I'd do none of them. If you know that your patterns stay on single lines
and don't extend to following lines I'd read the file line by line and use
String#gsub. Something along the lines of

while ( line = gets )
line.gsub!( /pattern/, 'replacement' )
# or line.gsub!( /pattern/ ) {|match| create replacement }
puts line
end

If patterns extend lines I'd first try to slurp the whole file into mem and
then use gsub (possibly with option /m for multiline). Only if that does
not work (because of file size for example) I'd resort to more complicated
solutions like the ones you described.

Kind regards

robert
 
D

Daniel Brockman

Luke Worth said:
Hi.

I am wanting to parse large files (of source code) by reading byte by
byte and converting certain patterns into different strings. I can think
of a couple of ways to do this (starting with the source code in a
String):
1. String#split(//) -> array, then use Array#shift (maybe slow to
convert to array?)
2. Keep a counter and use String#[] (which seems unrubyish to me)

Which of these would be preferable?
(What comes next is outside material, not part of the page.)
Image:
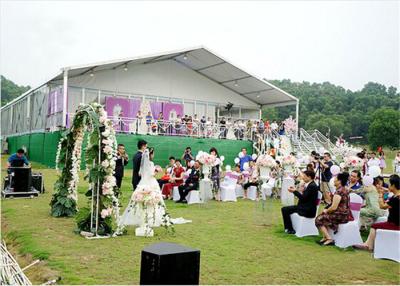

Does anyone know of any better ways?

Why not use String#shift, which is O(1)?
 
L

Luke Worth

Why not use String#shift, which is O(1)?
Because it doesn't exist :)

irb(main):001:0> "aoeu".shift
NoMethodError: undefined method `shift' for "aoeu":String
from (irb):1

To the people suggesting regex, sorry I did think of that. However it
won't work because of the problem: I want to convert all instances of
dot-space into a single space, and all instances of space-dot into a
single dot. All dots not followed or preceded by spaces (excluding
newline) must be turned into newlines.
For example, how would you solve the following:
"bla.h+aoeu.++test.\n+.hello" (where + represents a space)
i think it's hard.

Thanks for your help everyone, I think I've figured out how to do it
with a queue structure though.
 
J

Jim Weirich

Because it doesn't exist :)

irb(main):001:0> "aoeu".shift
NoMethodError: undefined method `shift' for "aoeu":String
from (irb):1

To the people suggesting regex, sorry I did think of that. However it
won't work because of the problem: I want to convert all instances of
dot-space into a single space, and all instances of space-dot into a
single dot. All dots not followed or preceded by spaces (excluding
newline) must be turned into newlines.
For example, how would you solve the following:
"bla.h+aoeu.++test.\n+.hello" (where + represents a space)
i think it's hard.

Will this work? (I used + instead of space as in your example)

str = "bla.h+aoeu.++test.\n+.hello"
p str.gsub(/\.\+|\+\.|\./) { |s|
case s
when '+.' then '.'
when '.+' then '+'
else "\n"
end
}
==> "bla\nh+aoeu++test\n\n.hello"
 
L

Luke Worth

Will this work? (I used + instead of space as in your example)

str = "bla.h+aoeu.++test.\n+.hello"
p str.gsub(/\.\+|\+\.|\./) { |s|
case s
when '+.' then '.'
when '.+' then '+'
else "\n"
end
}
==> "bla\nh+aoeu++test\n\n.hello"

Hey that's cool, I didn't know you could do that.
I think i'll stick with my queue solution though. The thing i failed to
mention is that i want to tokenize across spaces not preceded or
followed by a dot. I'm also forming it into a tree structure at the same
time....
Thanks for the gsub tip though!
 
D

Devin Mullins

Luke said:
Hey that's cool, I didn't know you could do that.
I think i'll stick with my queue solution though. The thing i failed to
mention is that i want to tokenize across spaces not preceded or
followed by a dot. I'm also forming it into a tree structure at the same
time....
Thanks for the gsub tip though!
Consider StringScanner.

Devin
 
D

Daniel Brockman

Luke Worth said:
Because it doesn't exist :)

Oh, that's as good a reason as any. :)

Who said there were no subtle differences between String and Array?
I would like that person to explain this logic.
 
E

Eric Mahurin

--- Daniel Brockman said:
=20
Oh, that's as good a reason as any. :)
=20
Who said there were no subtle differences between String and
Array?
I would like that person to explain this logic.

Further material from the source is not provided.